Dr Cullen said the government was proposing a two tiered regime based around customary title and customary rights. Customary title was designed to recognise mana and ancestral connection and would carry with it only the right to be consulted on management of the relevant area.
“Customary rights are stronger and, although they do not constitute ‘ownership’as such, are property rights. They will tend to be highly specific in nature, discrete and activity based.
“To access them whanau, hapu and iwi will have to establish before the Maori Land Court that they have exercised more or less continuous usage.
“They will also carry a right of veto against conflicting uses.

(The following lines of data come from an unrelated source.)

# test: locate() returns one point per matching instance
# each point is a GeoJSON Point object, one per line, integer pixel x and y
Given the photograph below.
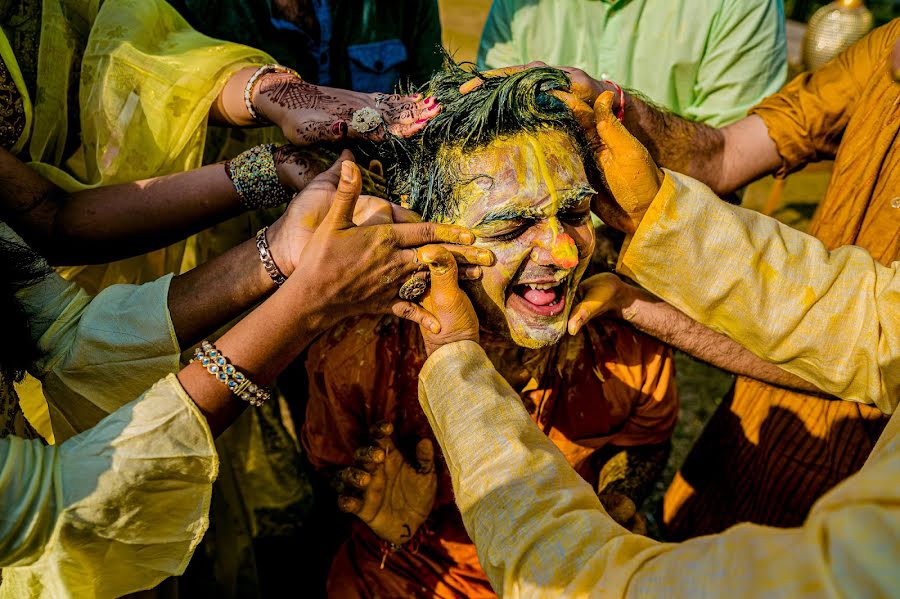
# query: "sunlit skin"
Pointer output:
{"type": "Point", "coordinates": [529, 203]}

If, for example, someone has a customary right to launch waka and someone else wants to put up a jetty which would prevent that waka-launching right being exercised, it is not unreasonable that the permission of the existing property owner would be required.
“However because customary rights can be issued only for the volumes of resource used in the past, and because fishing rights have already been provided for separately through the Waitangi fisheries settlement, only small sections of the coast will likely be affected by the proposed customary rights framework,” Dr Cullen said.